I breathed slowly and deeply to fend off panic. It didn’t do a god damn thing. Every inch of my body shook. Good thing I was sitting down.
“Do you want to take the controls?” yelled Steve.
I brought my right hand over to rest on the joystick. I couldn’t stop the trembling in my hand, let alone steer the plane.
“We’re hitting a thermal,” he said.
Nauseated, about to pass out, I clenched my teeth. What if the wind tore us apart? What if my instructor had a seizure or a heart attack? Who would land the plane? Terror squeezed the oxygen from my lungs as I braced for a wild ascent.

This was one of the best days of my life.

Life had been dull as of late. Being conscious seemed an insensible slog. Life had lost its newness; sobriety had lost its novelty. The voices in my head grew louder. You can have a drink. You can smoke a joint. Where had the edge gone? Where were the highs? My life was a windowless, airless, florescent-lit room stacked with reports no one ever read. On the subway, on the street, in meetings and shops, I felt the creeping approach of decay and irrelevance.
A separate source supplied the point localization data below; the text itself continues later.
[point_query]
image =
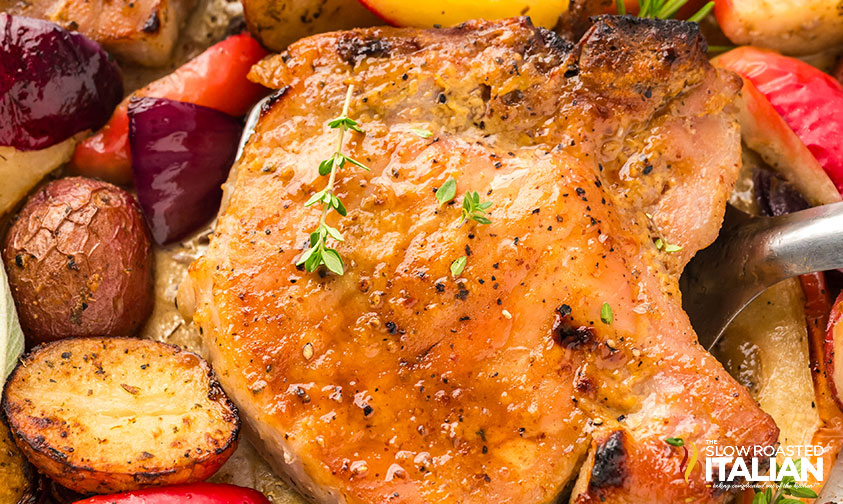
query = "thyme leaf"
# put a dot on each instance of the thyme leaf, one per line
(319, 253)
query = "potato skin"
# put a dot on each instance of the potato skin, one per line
(278, 23)
(79, 261)
(108, 377)
(21, 484)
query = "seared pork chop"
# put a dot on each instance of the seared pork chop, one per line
(397, 383)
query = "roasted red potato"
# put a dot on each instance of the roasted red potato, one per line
(19, 483)
(104, 415)
(79, 262)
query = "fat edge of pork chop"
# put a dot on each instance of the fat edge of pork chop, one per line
(399, 383)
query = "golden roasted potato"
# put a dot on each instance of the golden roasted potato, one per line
(277, 23)
(789, 26)
(110, 415)
(18, 480)
(79, 261)
(20, 171)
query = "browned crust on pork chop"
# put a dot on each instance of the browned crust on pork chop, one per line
(502, 385)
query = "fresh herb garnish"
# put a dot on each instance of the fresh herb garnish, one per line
(11, 335)
(319, 253)
(421, 132)
(457, 266)
(472, 209)
(447, 192)
(664, 9)
(606, 315)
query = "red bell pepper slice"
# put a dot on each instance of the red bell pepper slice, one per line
(215, 79)
(194, 493)
(809, 100)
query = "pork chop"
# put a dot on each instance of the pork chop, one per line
(398, 383)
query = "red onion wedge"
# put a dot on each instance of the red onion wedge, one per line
(181, 155)
(53, 83)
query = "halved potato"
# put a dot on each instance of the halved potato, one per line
(116, 414)
(278, 23)
(18, 480)
(20, 171)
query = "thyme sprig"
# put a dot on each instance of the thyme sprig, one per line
(473, 209)
(664, 9)
(319, 253)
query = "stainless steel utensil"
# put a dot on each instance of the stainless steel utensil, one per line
(752, 254)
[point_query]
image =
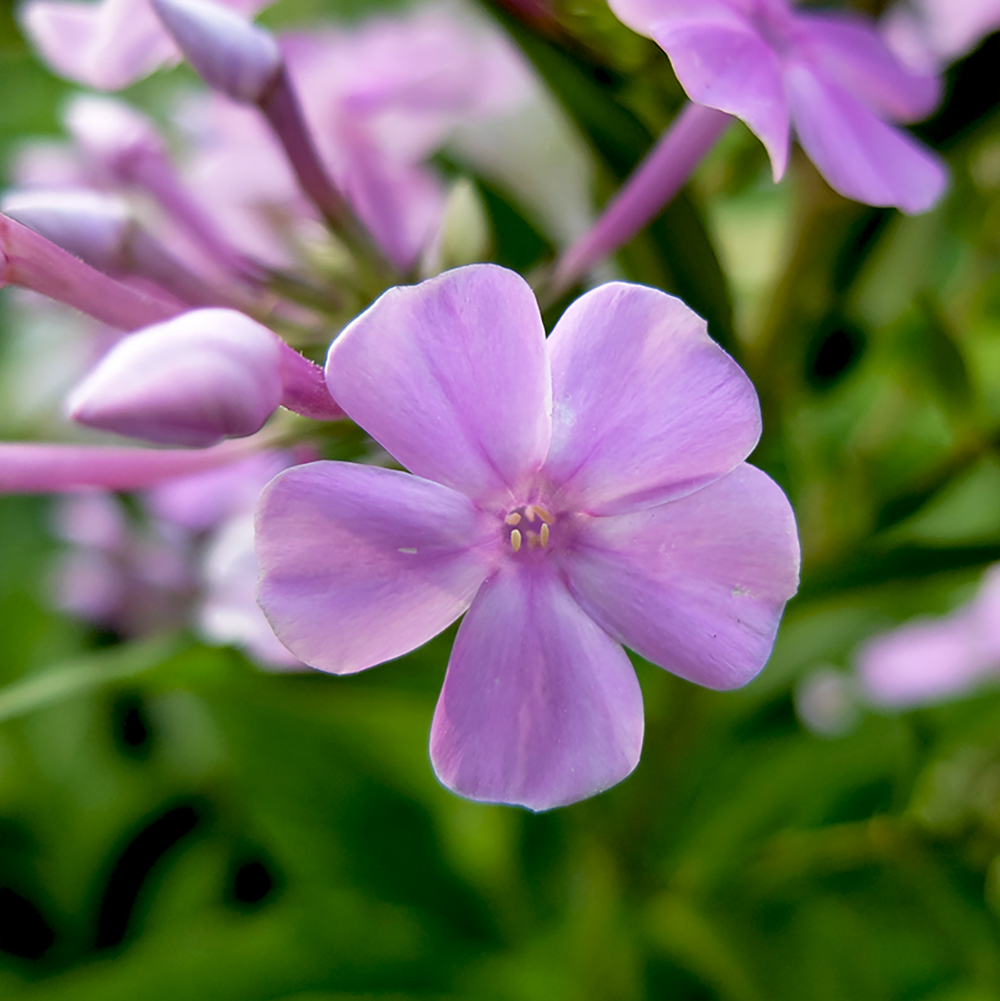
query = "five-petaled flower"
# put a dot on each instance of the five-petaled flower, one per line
(569, 494)
(828, 74)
I prayed not to do anything stupid.

Then a letter came in the mail.

“One Free Introductory Gliding Lesson” read the gift certificate. On the card, a pilot wearing shades sat in the cockpit of a glider, vertical toward the stratosphere. My boyfriend purchased the lesson for me, in a not so subtle attempt to shake me out of my doldrums. The Southern Ontario Soaring Association (SOSA) Gliding Club invited me to quit whining and fly.
Gliding as a sport started more or less because of the Treaty of Versailles. After World War I Germany was restricted from manufacturing or using powered aircraft. Aviators, jonesing for the sky, developed, designed and flew motorless planes. They discovered how to surf the natural forces in the atmosphere to fly farther and faster. By the time World War II came around, the Germans had a supply of pilots ready to be trained in warplane operation.
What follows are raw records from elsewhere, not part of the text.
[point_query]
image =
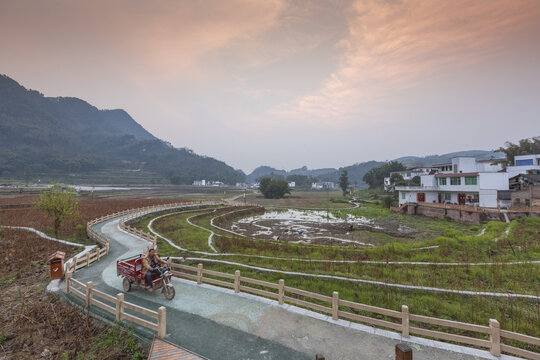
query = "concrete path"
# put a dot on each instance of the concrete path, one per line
(218, 324)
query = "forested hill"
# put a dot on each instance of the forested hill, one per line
(55, 137)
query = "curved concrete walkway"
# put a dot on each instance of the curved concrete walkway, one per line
(219, 324)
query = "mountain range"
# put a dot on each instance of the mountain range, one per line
(357, 171)
(63, 137)
(67, 139)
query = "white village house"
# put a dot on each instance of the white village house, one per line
(524, 164)
(464, 181)
(408, 175)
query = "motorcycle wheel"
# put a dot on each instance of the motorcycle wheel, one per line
(169, 292)
(126, 284)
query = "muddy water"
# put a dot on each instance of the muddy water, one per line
(312, 227)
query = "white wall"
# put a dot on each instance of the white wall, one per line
(488, 198)
(465, 164)
(428, 180)
(493, 181)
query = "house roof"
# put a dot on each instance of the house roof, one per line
(535, 178)
(456, 174)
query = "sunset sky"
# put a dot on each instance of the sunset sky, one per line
(291, 83)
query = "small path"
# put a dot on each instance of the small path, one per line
(219, 324)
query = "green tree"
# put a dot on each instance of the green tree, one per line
(274, 188)
(524, 147)
(59, 203)
(344, 182)
(397, 180)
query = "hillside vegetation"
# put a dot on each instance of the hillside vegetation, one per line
(42, 137)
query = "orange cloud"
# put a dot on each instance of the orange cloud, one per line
(397, 44)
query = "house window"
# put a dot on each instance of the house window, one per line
(455, 181)
(471, 180)
(524, 162)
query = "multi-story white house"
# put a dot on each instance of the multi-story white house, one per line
(524, 164)
(464, 181)
(408, 174)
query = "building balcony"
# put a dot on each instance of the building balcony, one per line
(442, 188)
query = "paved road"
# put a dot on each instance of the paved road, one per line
(219, 324)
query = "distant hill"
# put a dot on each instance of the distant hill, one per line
(263, 171)
(357, 171)
(65, 137)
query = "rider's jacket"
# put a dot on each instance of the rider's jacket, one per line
(147, 262)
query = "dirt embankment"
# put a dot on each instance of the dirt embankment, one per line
(37, 325)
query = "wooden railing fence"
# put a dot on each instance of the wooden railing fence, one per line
(491, 336)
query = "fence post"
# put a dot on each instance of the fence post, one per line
(404, 321)
(403, 352)
(119, 306)
(89, 286)
(237, 281)
(68, 281)
(495, 337)
(199, 274)
(162, 322)
(281, 291)
(335, 305)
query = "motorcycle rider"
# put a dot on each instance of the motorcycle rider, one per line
(151, 264)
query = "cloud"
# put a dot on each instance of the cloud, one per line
(395, 45)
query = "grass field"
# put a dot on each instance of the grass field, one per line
(443, 240)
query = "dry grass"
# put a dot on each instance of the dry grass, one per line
(40, 325)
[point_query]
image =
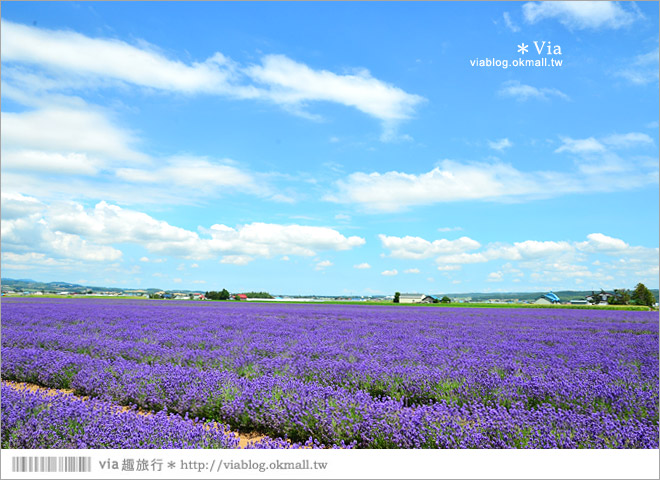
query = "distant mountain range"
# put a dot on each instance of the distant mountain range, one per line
(28, 285)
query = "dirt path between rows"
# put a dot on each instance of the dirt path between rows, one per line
(244, 438)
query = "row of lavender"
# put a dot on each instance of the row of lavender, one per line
(38, 419)
(446, 378)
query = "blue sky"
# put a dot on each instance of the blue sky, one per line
(331, 148)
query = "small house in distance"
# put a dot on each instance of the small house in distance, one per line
(547, 299)
(415, 298)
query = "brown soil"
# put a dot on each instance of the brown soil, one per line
(244, 438)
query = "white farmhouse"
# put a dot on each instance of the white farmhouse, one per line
(411, 297)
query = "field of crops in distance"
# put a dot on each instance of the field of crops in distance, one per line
(325, 375)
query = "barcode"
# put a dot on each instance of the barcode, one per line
(51, 464)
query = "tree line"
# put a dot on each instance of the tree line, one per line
(639, 296)
(225, 295)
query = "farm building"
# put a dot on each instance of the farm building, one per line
(415, 298)
(579, 302)
(601, 297)
(547, 299)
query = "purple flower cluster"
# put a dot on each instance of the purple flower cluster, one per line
(370, 377)
(33, 419)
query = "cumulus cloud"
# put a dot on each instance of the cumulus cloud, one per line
(236, 259)
(323, 264)
(495, 277)
(599, 168)
(509, 23)
(581, 15)
(529, 249)
(72, 230)
(417, 248)
(500, 145)
(27, 232)
(522, 92)
(196, 173)
(628, 140)
(597, 242)
(557, 261)
(362, 266)
(276, 79)
(587, 145)
(83, 138)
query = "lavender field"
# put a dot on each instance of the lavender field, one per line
(328, 375)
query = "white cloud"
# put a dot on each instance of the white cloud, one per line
(292, 83)
(70, 56)
(323, 264)
(495, 277)
(69, 228)
(46, 162)
(501, 144)
(509, 23)
(362, 266)
(15, 205)
(236, 259)
(597, 242)
(448, 268)
(83, 137)
(198, 173)
(522, 92)
(628, 140)
(264, 239)
(66, 51)
(417, 248)
(529, 249)
(581, 15)
(587, 145)
(598, 169)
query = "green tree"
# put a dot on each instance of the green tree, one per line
(620, 297)
(642, 296)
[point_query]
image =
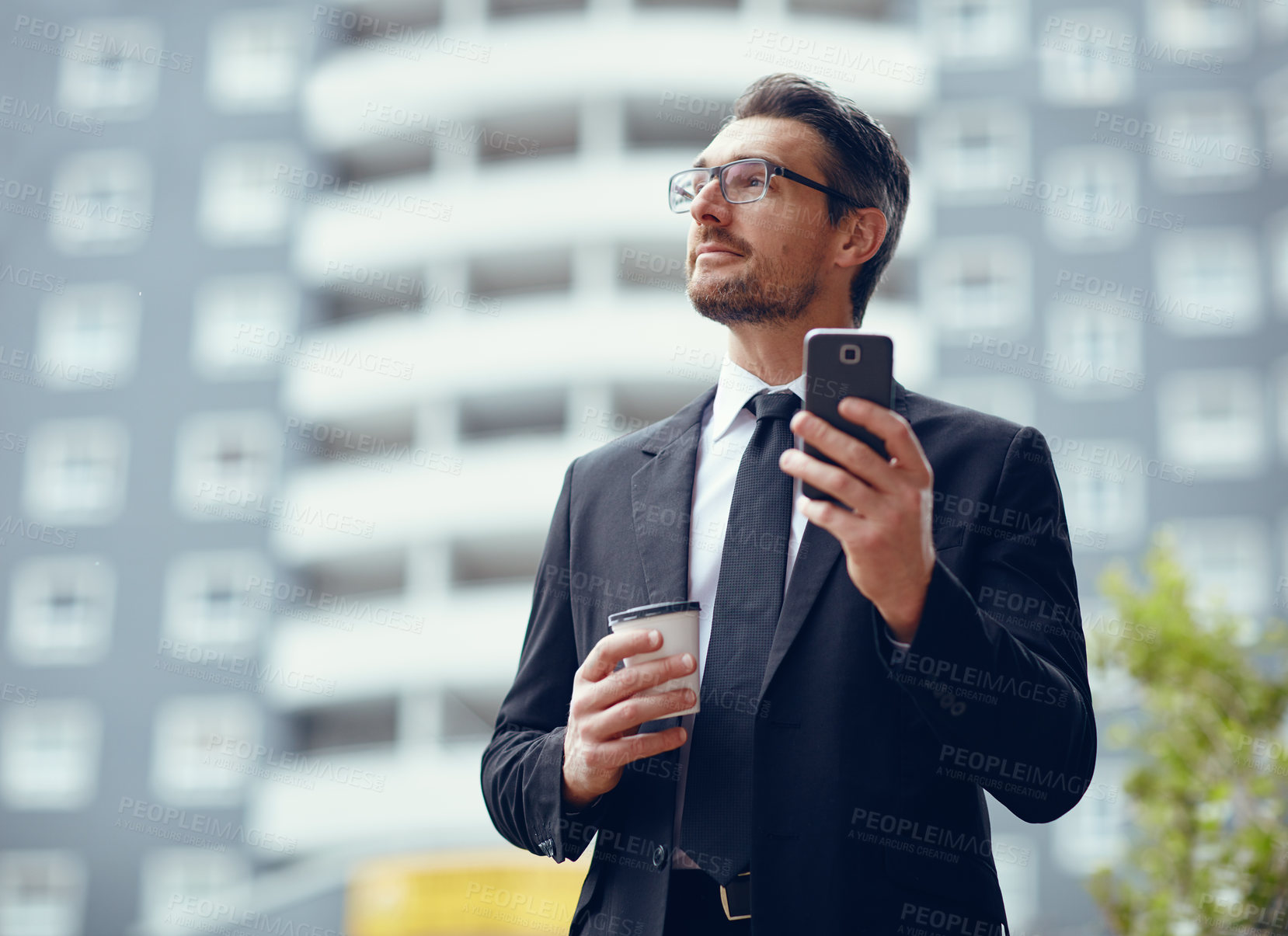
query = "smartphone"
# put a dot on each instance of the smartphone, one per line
(845, 362)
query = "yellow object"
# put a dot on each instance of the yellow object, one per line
(463, 894)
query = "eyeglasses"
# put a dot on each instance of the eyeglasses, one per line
(741, 182)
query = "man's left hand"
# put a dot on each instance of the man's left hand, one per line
(886, 534)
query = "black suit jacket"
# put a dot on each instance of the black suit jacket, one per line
(869, 765)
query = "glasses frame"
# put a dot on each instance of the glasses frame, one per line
(771, 169)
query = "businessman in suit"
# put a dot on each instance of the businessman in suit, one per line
(869, 667)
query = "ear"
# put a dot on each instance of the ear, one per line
(865, 232)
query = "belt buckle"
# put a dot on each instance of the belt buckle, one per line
(724, 896)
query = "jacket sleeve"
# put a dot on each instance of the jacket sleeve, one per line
(998, 663)
(522, 773)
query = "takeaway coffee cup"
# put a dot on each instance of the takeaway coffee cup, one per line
(677, 624)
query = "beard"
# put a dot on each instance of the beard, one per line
(757, 297)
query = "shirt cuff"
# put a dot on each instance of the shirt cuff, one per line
(589, 806)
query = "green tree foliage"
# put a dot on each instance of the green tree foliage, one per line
(1209, 791)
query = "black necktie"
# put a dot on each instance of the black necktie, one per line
(715, 828)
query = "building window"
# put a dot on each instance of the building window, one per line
(1282, 398)
(225, 462)
(113, 70)
(1272, 96)
(89, 336)
(107, 199)
(245, 193)
(1227, 560)
(979, 33)
(1112, 687)
(1092, 354)
(76, 471)
(979, 282)
(1206, 143)
(256, 60)
(61, 611)
(1095, 830)
(241, 325)
(1197, 25)
(49, 755)
(188, 730)
(173, 877)
(1276, 228)
(1104, 491)
(41, 894)
(1213, 421)
(1080, 72)
(1019, 867)
(976, 148)
(1213, 282)
(1100, 209)
(213, 599)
Some of the old guys who run SOSA look like they could have flown in World War II. There are some hard core aviators at SOSA, retirees who live to fly. My guy Steve had been flying for thirty years. You are in good hands at SOSA.
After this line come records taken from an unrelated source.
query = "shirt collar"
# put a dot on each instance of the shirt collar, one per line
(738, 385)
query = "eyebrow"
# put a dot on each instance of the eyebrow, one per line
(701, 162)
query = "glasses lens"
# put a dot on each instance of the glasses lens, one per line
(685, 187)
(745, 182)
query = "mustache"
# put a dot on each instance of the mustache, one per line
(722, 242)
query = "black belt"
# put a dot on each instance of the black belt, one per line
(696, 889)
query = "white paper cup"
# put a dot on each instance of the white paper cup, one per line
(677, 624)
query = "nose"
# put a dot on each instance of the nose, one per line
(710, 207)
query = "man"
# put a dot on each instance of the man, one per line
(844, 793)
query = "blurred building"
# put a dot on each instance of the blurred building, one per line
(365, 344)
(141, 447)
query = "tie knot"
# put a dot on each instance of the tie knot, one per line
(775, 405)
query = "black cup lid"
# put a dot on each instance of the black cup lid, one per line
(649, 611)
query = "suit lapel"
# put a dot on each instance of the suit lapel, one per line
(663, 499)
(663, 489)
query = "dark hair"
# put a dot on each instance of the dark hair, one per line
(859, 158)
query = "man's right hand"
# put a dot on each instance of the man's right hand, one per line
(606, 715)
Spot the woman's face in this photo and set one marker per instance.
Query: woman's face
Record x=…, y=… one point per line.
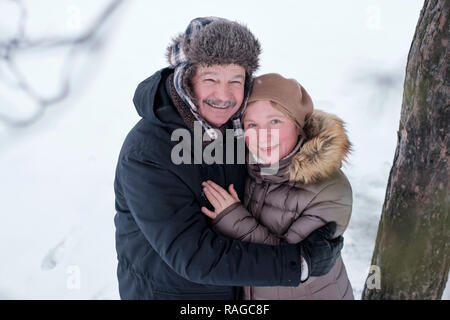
x=269, y=134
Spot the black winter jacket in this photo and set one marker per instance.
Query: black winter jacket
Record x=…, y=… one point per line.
x=165, y=246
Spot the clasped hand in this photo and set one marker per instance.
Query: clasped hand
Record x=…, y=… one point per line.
x=218, y=197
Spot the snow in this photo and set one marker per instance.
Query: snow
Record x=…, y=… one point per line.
x=57, y=230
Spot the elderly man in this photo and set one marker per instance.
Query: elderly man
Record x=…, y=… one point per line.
x=165, y=246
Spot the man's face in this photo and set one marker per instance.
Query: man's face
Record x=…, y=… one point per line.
x=219, y=90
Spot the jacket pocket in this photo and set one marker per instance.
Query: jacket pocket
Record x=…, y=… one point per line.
x=163, y=295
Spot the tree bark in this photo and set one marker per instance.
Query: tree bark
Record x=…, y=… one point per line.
x=413, y=242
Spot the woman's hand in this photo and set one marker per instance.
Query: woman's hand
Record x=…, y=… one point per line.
x=218, y=197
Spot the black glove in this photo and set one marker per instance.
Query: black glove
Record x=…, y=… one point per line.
x=320, y=251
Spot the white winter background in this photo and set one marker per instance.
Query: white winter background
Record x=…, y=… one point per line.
x=56, y=176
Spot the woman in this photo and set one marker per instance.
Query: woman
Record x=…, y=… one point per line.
x=296, y=185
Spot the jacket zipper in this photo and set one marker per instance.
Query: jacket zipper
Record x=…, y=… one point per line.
x=261, y=200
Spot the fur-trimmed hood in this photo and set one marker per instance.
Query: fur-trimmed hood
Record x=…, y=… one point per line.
x=322, y=153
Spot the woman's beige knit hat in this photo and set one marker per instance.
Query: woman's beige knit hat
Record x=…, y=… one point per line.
x=288, y=93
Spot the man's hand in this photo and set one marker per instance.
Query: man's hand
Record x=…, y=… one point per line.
x=320, y=251
x=218, y=197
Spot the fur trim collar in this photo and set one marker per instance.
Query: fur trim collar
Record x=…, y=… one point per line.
x=321, y=155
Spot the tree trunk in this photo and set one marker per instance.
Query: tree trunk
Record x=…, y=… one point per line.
x=412, y=251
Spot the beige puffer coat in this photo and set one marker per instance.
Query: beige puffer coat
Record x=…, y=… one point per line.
x=308, y=191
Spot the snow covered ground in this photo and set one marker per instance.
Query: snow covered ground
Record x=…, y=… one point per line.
x=57, y=231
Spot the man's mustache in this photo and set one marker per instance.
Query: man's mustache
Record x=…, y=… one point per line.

The most frightening part of the lesson was being dragged to 3000 feet by the tow plane.

Every lurch, bump and dip felt extreme. Imagine turbulence. Now imagine being able to see turbulance infront of you, in the bobbing and weaving of the tow plane. There’s no in-flight entertainment system to distract you, no episodes of Curb Your Enthusiasm to watch. This is flight — heady, exhilerating, weird.

At 3000 feet the rope connecting the tow plane and glider released (yeah, it’s only a rope that keeps you fastened). Then off we went into the wild blue yonder; soaring, dipping, rising.

I began to relax half way into the flight. The terror of surrendering to natural forces eased into wide-eyed awe. Stretched below, verdant, bucolic, Southern Ontario: the cities of Kitchener, Waterloo, Hamilton, shiny grey clusters. Above, cumulus clouds, white wisps and patches of condensed air, the friend of gliders everywhere. By the time we sailed down to land on SOSA’s grass airstrip, I wanted to grab the control stick and head skyward again. Sheer bare-headed bloody freedom.

SOSA offers intro gliding flights on the weekend until the end of October. They also offer introductory aerobatic flights. To top it off, it’s across the way from African Lion Safari. But doing both in one day — that might be too much excitement to handle.